Brad Meltzer’s Identity Crisis is a “who-done-it?” murder mystery involving superheroes. Someone is targeting family members of the Justice League. What lengths would you through to protect your family? Especially if you have superpowers and actually do something?

Sue Dibny, wife of the Elongated Man, is mysteriously killed. But how? And by who? How did someone discover who she was and kill her without leaving a trace? A few Justice League members suspect Doctor Light. There was a little incident a few years earlier where he snuck in JLA headquarters and raped Sue. The Atom, the Elongated Man, Hawkeye, Green Lantern, Black Canary, Flash and Zatanna walk in on it, and decide to erase his memory and alter his personality. Is it ethical to do mind-wipes and personality alterations? Eventually more family members of JLA heroes are attacked and more mind-wipes are revealed. Shit goes down.

There is a very clear story being told. I know a lot of DC loyalists are mad that some characters are changed drastically or killed off, but if you are somewhat new to comics you can follow the story. It’s the most welcoming, least confusing of the Crisis storylines (Crisis on Infinite Earths, Infinite Crisis, Final Crisis). It’s a good detective story, and the final reveal was pretty shocking. There’s more of a focus on lesser known heroes like the Elongated Man, the Atom, Tim Drake a.k.a.

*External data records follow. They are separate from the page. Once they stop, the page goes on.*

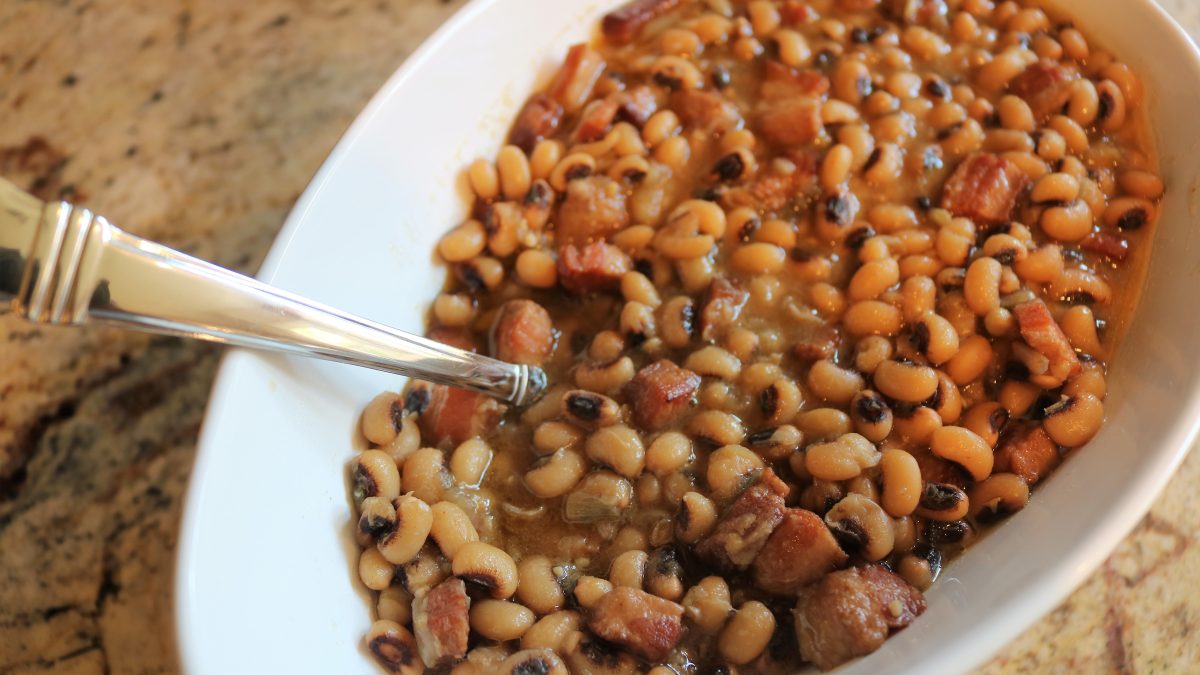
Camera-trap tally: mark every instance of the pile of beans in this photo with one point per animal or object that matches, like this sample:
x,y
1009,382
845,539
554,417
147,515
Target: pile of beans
x,y
822,291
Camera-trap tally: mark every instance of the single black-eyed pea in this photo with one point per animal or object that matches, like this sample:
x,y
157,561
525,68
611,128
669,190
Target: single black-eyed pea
x,y
376,476
486,566
600,495
862,526
747,633
871,416
395,647
695,519
707,604
965,448
556,475
730,470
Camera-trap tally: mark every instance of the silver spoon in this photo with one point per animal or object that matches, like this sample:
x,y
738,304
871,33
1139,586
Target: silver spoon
x,y
63,264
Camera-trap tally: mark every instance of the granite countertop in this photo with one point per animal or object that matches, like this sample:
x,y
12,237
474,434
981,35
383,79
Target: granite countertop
x,y
198,124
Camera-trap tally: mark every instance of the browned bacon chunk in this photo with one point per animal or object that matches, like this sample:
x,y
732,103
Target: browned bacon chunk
x,y
1041,332
984,189
660,393
744,527
624,23
637,621
538,119
593,208
798,553
1045,87
592,267
522,333
573,84
793,120
706,109
441,622
1027,452
850,613
721,306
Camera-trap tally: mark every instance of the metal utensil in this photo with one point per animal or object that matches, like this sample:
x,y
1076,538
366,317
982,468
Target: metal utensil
x,y
63,264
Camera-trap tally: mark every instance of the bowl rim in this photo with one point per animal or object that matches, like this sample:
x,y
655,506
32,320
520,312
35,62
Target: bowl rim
x,y
1021,609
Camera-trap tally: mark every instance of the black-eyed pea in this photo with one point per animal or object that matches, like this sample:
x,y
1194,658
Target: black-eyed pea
x,y
556,475
943,502
499,620
395,647
901,482
375,571
862,527
871,416
969,363
629,569
730,470
588,590
1000,495
486,566
820,424
965,448
376,476
1073,420
425,475
695,519
747,633
841,459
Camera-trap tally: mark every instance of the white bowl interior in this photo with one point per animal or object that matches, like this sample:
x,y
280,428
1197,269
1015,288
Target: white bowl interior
x,y
267,577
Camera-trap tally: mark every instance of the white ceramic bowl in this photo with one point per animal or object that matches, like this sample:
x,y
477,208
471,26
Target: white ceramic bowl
x,y
267,578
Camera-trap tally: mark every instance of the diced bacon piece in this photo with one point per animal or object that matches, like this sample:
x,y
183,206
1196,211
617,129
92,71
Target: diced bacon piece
x,y
637,621
573,84
798,553
453,416
1042,332
1045,87
743,530
592,209
1113,246
706,109
723,306
522,333
538,119
850,614
781,81
660,393
624,23
1027,452
441,622
793,120
984,187
593,267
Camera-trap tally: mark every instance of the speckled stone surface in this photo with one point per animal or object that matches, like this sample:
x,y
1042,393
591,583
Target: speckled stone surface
x,y
198,123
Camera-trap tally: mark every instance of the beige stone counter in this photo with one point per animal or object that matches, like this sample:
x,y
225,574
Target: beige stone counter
x,y
198,123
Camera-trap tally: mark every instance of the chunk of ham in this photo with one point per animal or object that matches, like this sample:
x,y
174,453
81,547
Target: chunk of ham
x,y
1045,87
660,393
984,187
1042,332
522,333
592,267
798,553
1026,451
646,625
743,530
537,120
723,305
592,209
624,24
441,622
851,613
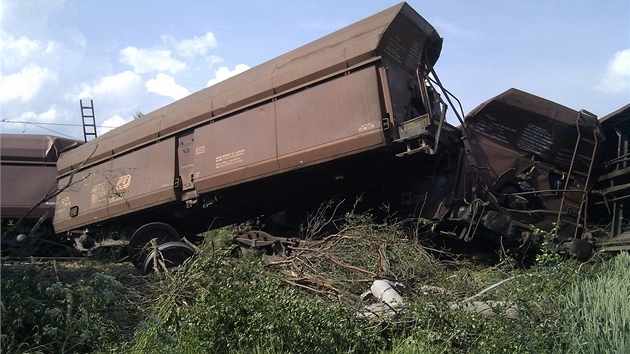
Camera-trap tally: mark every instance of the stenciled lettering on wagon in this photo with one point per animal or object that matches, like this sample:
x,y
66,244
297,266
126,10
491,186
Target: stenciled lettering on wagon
x,y
229,159
62,205
365,127
535,139
123,183
492,129
99,195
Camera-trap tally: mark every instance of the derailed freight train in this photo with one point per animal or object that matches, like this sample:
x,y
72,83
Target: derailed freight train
x,y
27,189
355,114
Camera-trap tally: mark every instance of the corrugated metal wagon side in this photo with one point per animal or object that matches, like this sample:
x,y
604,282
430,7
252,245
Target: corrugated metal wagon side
x,y
29,175
243,146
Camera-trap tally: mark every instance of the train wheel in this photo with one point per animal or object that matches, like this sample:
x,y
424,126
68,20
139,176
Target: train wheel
x,y
169,256
139,244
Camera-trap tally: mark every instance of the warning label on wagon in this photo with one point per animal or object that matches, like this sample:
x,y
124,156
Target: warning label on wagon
x,y
230,159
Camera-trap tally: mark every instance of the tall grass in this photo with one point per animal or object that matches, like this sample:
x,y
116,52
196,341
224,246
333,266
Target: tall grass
x,y
598,311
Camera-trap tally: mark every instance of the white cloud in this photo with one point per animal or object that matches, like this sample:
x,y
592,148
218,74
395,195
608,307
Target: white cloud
x,y
196,46
224,73
111,123
165,85
47,117
617,76
116,85
15,51
24,84
146,61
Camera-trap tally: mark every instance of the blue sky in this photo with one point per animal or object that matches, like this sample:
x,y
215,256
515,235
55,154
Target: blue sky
x,y
131,56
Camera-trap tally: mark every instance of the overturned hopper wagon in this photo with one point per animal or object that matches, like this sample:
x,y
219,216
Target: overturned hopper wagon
x,y
351,113
28,181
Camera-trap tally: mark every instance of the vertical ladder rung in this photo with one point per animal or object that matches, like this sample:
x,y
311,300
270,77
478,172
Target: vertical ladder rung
x,y
89,122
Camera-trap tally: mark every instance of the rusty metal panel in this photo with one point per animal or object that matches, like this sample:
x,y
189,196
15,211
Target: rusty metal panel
x,y
84,201
142,179
28,171
333,119
35,148
517,136
244,89
129,183
23,186
398,34
235,149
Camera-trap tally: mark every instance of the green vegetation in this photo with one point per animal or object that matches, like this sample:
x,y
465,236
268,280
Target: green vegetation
x,y
224,301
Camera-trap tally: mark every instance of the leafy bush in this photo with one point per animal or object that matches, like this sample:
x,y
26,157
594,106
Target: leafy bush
x,y
42,314
223,304
597,311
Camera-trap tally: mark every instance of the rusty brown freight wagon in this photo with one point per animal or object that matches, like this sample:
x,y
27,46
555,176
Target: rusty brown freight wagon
x,y
349,113
28,174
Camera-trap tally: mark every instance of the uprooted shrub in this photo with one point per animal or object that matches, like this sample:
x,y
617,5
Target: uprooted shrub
x,y
41,314
225,304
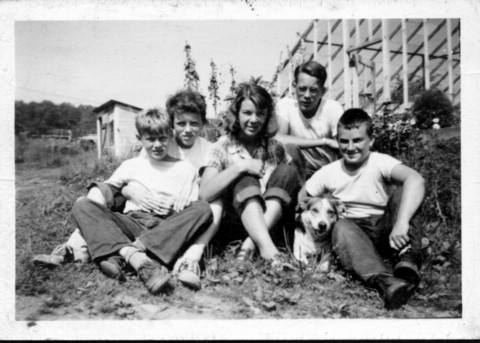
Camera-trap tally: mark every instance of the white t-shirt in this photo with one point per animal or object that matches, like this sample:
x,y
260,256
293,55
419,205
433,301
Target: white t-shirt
x,y
322,125
196,154
177,180
365,192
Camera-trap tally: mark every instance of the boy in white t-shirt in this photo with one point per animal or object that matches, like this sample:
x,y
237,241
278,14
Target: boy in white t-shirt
x,y
364,235
308,123
187,110
112,237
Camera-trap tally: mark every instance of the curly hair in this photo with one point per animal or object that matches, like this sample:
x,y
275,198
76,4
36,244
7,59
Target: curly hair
x,y
187,101
263,102
153,122
313,69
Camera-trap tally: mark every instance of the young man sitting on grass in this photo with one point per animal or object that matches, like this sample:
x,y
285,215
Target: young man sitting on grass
x,y
187,110
114,237
362,180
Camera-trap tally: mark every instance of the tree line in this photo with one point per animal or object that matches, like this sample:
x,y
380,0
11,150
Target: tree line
x,y
38,118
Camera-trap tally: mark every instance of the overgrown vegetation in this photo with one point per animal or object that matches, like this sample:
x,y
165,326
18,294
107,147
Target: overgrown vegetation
x,y
80,291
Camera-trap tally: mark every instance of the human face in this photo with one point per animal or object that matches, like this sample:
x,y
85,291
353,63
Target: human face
x,y
251,120
354,145
187,127
156,145
309,93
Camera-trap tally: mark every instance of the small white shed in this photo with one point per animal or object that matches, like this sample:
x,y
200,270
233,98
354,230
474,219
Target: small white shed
x,y
116,132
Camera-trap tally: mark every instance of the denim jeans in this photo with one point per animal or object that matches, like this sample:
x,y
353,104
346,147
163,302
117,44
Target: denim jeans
x,y
106,231
283,185
362,245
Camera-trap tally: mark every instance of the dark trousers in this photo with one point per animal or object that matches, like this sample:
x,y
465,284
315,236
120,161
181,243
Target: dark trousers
x,y
283,185
362,245
106,232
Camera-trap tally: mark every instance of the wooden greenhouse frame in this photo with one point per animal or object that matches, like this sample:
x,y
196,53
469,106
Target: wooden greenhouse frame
x,y
369,59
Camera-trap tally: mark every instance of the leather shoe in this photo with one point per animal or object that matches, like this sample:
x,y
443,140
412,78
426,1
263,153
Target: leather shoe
x,y
395,291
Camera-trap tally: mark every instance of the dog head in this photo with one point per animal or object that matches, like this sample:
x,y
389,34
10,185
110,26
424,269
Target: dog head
x,y
319,214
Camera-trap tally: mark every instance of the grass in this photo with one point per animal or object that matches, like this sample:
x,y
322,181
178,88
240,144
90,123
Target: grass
x,y
81,291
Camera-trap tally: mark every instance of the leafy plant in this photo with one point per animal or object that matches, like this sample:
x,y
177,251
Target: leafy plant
x,y
191,76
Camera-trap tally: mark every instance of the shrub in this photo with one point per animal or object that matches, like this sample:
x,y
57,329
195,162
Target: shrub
x,y
433,104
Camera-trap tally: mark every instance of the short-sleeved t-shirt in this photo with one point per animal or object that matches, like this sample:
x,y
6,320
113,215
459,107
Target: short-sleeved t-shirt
x,y
196,154
176,179
365,192
322,125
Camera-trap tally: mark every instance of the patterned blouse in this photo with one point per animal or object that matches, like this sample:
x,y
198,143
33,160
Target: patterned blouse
x,y
228,149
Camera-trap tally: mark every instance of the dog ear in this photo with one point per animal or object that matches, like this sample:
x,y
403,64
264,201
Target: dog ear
x,y
303,205
340,207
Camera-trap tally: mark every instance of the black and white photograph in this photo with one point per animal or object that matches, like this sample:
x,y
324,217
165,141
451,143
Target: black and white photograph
x,y
239,170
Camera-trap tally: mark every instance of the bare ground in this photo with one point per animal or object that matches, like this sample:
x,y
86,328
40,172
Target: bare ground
x,y
81,292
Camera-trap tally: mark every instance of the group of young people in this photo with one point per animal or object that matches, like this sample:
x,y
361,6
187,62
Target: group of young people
x,y
158,211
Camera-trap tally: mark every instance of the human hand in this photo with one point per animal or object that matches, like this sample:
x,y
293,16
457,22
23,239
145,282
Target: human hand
x,y
252,166
147,201
399,236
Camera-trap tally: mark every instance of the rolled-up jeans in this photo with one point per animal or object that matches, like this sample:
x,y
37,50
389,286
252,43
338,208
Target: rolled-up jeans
x,y
282,185
106,232
362,244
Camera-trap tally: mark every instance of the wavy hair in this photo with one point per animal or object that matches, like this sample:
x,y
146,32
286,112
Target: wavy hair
x,y
153,121
262,101
187,101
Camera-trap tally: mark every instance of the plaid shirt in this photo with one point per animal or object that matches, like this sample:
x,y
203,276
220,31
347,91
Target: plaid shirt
x,y
227,150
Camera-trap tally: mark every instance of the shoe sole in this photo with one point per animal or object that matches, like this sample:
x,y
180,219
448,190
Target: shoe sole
x,y
111,270
405,272
159,286
190,280
45,261
400,298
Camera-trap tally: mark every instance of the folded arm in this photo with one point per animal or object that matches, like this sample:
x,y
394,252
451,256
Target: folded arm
x,y
412,196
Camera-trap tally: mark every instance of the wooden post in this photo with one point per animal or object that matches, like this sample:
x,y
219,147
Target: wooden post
x,y
315,40
426,53
99,136
386,61
355,68
405,64
450,59
329,71
346,76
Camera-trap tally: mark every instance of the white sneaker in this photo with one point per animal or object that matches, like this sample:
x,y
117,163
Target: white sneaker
x,y
189,274
60,255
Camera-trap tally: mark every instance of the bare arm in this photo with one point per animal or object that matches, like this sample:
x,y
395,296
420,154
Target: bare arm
x,y
146,200
213,183
412,196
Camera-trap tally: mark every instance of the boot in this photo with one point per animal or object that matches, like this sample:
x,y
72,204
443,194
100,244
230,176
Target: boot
x,y
395,291
407,267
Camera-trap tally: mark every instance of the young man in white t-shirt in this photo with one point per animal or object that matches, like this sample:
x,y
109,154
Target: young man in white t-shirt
x,y
114,237
309,122
187,111
364,235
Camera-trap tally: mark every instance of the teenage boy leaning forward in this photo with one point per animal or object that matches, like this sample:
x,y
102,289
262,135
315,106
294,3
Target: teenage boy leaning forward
x,y
134,233
308,122
363,236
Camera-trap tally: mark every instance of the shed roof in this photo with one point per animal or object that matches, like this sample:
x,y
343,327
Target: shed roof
x,y
111,103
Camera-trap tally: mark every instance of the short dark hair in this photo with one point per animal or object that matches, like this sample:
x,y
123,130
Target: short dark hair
x,y
263,102
353,118
187,101
313,69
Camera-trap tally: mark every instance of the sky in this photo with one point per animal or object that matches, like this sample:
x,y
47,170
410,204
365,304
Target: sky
x,y
141,62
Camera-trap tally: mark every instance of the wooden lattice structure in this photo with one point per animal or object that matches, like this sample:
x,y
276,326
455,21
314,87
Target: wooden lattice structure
x,y
378,63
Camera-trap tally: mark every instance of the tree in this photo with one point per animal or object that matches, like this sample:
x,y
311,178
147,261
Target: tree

Robin, and their civilian family members that they care about.

I like the Elongated Man’s quick backstory about how he and Sue got together. She was around heroes all the time, big ones like Superman, Batman, and the Flash. But she chose him. “That’s why ice cream stores don’t just sell chocolate and vanilla. Every once in a while someone walks in and orders butter pecan”. Yeah, that’s corny, but it makes the heroes relatable.


Great artwork by Rags Morales and Michael Bair. An intriguing and comprehensive plot by Brad Meltzer. Identity Crisis is a good read.